The equation $$\oint \mathbf E \cdot d\mathbf l = - \frac{d\phi_B}{dt}$$ comes from the equation $$ \nabla \times \mathbf E = -\frac{\partial \mathbf B}{\partial t}$$ it says that the curl of electric field points in the direction perpendicular to electric field and directly opposite to magnetic field. If we see your situation we can easily infer that the electric field is going to swirl clockwise in the $xy$ plane. So, the picture of the electric field is going to look something like this

(image courtesy: here ) So, you can see that electric vector field is swirling with respect one point (in my picture it is point zero =, only for explanatory purpose). Now let's calculate the circulation by making circle centered at point zero,

in this case I can very well see that $\mathbf E \cdot d\mathbf l$ is constant and equal $E~dl$ therefore (if my circle's radius is $r$) $$ \oint \mathbf E \cdot d\mathbf l = E~2\pi r$$ Now consider this image

you see at point A the electric field arrow points in the same direction as the line element $dl$ of our circle but at point B it points in the opposite direction of $dl$ (we are taking the right hand Cartesian system). Also, notice that the magnitude of $\mathbf E$ at point A is different than at the point B (the density of arrows shows this character). Therefore, in this case we cannot write $$\oint \mathbf E \cdot d\mathbf l = E~2\pi r'$$ And that's the mistake you made when you wrote $E~2\pi r_s$ for your blue loop. For your blue loop $\mathbf E \cdot d\mathbf l$ doesn't equal to $E~2\pi r_s$ as electric field is not constant at the boundaries (both in direction and magnitude it's not constant).

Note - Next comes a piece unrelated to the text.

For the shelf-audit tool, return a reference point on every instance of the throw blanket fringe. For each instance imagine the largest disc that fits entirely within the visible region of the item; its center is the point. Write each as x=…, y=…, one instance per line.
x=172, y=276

I hope my answer may help you somehow. Queries are welcomed in comments.

Answer 4

May it not answer your question but I want to point that equation from your book is for point inside a loop:

$E_n=\frac{r}{2}|\frac{dB}{dt}|$ for $r<R$ where R is radius of loop,

so you should not use it to calculate electric field at point A because it is on loop $R_A=R_{loop}$.

If you chose 2 loops with the same center point but with different radius that eg.$R_{loop1}<R_{loop2}$ and you take point $B$ that $R_B<R_{loop1}<R_{loop2}$ results of Electric fild in point B form both loops in different size will be the same.

For what is index $n$ in $E_n$ ? It mean tat is E for point "n" or some other meaning?